The analysis, part of the newly launched Monthly Macroeconomic Insights (MMI) initiative supported by Australia’s Department of Foreign Affairs and Trade, revealed that Bangladesh’s merchandise exports reached US $ 48.36 billion in FY 2024-25, reflecting an 8.6% year-on-year increase. RMG exports accounted for the majority at US $ 39.34 billion, up 8.8%, while non-RMG exports grew modestly by 7.4% to US $ 8.94 billion.
Currently, Bangladesh offers up to 15% cash subsidies on exports. However, Sattar pointed out that non-RMG sectors already benefit from substantial indirect subsidies through import substitution policies that reduce foreign competition, rendering export incentives less necessary. Furthermore, nearly half of the cash subsidies are directed toward exports and remittances, sectors that have already gained from a 40% appreciation of the local currency since May 2022.
The total subsidy budget for FY 2024-25 has surged to Taka 322.3 billion, a 43.8% increase from the previous year. Agriculture received the largest share at Taka 170 billion, constituting 2.28% of the national budget and 0.3% of GDP, marking a 107% rise year-on-year. Export incentives received Taka 78.3 billion, increasing by 5.8%.
Sattar emphasised that such subsidies, along with protective tariffs, should be time-bound and performance-based, urging Bangladesh to begin phasing them out ahead of its graduation from Least Developed Country (LDC) status.
He also noted that with recent improvements in foreign exchange reserves, the country should relax import restrictions, allowing market forces and exchange rates to determine import levels, aligning with the policy adopted by Bangladesh Bank.
In macroeconomic developments, Ashikur Rahman, principal economist at PRI, reported that the National Board of Revenue (NBR) collected Taka 487.7 billion in June 2025 — a 24% increase from May but a 16.3% decline compared to the same month last year. Bangladesh continues to struggle with meeting its revenue collection targets for the 13th consecutive year, Rahman noted, emphasising that genuine reforms are inherently disruptive but necessary for long-term stability.

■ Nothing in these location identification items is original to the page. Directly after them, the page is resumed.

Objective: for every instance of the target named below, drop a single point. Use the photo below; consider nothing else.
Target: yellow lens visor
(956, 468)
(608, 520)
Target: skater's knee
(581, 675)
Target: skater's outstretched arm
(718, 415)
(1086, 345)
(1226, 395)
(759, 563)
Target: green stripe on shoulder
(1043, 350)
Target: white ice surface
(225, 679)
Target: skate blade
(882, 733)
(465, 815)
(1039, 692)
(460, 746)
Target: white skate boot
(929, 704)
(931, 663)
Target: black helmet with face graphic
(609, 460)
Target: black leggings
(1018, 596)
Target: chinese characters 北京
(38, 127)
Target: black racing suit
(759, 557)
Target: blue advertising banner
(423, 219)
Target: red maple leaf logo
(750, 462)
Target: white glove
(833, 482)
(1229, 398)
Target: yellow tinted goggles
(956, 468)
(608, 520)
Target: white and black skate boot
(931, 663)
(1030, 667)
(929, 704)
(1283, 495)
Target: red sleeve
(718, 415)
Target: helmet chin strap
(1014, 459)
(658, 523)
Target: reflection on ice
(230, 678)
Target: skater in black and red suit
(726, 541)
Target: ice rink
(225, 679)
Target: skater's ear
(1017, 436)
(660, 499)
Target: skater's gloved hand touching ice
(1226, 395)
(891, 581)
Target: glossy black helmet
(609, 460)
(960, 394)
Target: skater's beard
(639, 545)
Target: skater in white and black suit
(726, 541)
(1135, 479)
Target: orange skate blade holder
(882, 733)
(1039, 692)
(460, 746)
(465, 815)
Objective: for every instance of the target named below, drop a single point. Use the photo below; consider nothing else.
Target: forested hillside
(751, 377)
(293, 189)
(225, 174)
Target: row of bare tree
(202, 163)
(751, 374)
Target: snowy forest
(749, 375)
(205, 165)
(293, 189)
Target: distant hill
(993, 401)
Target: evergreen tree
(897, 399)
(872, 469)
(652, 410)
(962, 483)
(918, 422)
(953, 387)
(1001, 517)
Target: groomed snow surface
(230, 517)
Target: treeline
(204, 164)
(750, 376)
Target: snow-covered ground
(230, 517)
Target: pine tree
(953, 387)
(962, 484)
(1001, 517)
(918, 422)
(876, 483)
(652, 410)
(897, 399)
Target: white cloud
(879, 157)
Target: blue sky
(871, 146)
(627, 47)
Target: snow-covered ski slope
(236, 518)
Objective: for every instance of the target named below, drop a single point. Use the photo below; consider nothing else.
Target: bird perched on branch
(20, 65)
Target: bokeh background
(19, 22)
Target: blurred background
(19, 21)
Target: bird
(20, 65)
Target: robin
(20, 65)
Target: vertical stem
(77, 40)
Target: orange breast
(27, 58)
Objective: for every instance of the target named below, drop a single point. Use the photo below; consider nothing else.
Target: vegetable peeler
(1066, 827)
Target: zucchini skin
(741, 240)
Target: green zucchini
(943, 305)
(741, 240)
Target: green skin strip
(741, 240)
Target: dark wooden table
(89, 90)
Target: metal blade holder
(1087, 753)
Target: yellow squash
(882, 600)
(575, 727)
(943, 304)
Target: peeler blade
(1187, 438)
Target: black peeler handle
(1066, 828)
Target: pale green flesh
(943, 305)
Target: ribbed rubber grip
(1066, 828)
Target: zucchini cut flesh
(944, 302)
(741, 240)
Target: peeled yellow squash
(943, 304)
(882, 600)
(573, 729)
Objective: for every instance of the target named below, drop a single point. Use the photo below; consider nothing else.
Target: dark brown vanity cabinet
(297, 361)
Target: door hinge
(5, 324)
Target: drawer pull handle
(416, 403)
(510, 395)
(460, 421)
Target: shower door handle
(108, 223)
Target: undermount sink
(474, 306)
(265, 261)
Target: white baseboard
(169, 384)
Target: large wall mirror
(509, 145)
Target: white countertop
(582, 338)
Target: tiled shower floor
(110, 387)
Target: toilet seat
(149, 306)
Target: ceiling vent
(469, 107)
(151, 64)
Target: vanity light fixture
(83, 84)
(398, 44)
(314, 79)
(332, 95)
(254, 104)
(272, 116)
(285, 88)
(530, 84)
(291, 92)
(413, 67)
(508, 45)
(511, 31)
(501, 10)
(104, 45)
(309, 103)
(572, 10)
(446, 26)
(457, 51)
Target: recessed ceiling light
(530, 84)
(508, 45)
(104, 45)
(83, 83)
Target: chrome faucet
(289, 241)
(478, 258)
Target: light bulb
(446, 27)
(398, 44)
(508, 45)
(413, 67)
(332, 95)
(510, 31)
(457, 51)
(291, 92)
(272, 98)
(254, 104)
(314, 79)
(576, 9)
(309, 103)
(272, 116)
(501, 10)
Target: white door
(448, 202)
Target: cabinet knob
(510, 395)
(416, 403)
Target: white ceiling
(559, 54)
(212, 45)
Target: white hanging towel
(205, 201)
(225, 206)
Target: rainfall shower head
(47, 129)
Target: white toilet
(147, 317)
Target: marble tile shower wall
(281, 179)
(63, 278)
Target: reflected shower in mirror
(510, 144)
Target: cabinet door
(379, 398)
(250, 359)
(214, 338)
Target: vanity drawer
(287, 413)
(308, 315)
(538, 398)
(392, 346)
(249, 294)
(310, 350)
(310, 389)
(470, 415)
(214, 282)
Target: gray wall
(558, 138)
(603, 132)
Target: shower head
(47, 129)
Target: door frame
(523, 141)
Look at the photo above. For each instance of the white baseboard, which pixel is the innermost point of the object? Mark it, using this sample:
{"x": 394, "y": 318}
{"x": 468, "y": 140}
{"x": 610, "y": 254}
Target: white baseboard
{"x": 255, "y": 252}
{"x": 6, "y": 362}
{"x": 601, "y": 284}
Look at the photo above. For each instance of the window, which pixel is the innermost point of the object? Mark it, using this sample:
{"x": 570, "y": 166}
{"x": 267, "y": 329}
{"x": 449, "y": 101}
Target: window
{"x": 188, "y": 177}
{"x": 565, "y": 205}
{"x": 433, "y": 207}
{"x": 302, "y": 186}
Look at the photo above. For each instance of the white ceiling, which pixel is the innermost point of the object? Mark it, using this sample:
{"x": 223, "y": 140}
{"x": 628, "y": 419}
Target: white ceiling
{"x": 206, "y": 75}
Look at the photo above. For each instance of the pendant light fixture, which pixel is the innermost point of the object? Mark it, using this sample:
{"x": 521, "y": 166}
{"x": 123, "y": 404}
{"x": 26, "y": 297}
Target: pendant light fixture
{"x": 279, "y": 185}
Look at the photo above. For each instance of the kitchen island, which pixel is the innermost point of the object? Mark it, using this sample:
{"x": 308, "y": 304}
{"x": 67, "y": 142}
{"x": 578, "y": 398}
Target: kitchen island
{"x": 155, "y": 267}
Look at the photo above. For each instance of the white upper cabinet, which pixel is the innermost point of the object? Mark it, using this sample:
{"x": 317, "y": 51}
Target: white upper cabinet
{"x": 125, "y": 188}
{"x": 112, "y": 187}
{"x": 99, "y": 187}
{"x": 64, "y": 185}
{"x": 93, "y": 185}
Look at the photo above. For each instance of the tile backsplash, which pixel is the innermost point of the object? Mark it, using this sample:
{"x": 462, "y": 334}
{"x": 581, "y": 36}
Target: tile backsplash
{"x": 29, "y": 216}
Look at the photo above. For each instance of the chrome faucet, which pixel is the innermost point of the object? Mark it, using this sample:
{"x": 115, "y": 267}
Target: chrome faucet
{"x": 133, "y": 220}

Former NBR chairman Muhammad Abdul Mazid highlighted Bangladesh’s limited fiscal space as a major challenge, pointing to a low tax-to-GDP ratio, weak debt management, and rising public borrowing that discourages private investment.
Meanwhile, BNP standing committee member Abul Moyeen Khan stressed that reforms must be inclusive and transparent. “Restoring public trust through transparency, accountability, and free elections is essential for building a strong economy,” he asserted.
Experts agree that Bangladesh’s path forward hinges on political will and sustained reform efforts to ensure economic resilience and social stability as the country approaches its LDC graduation.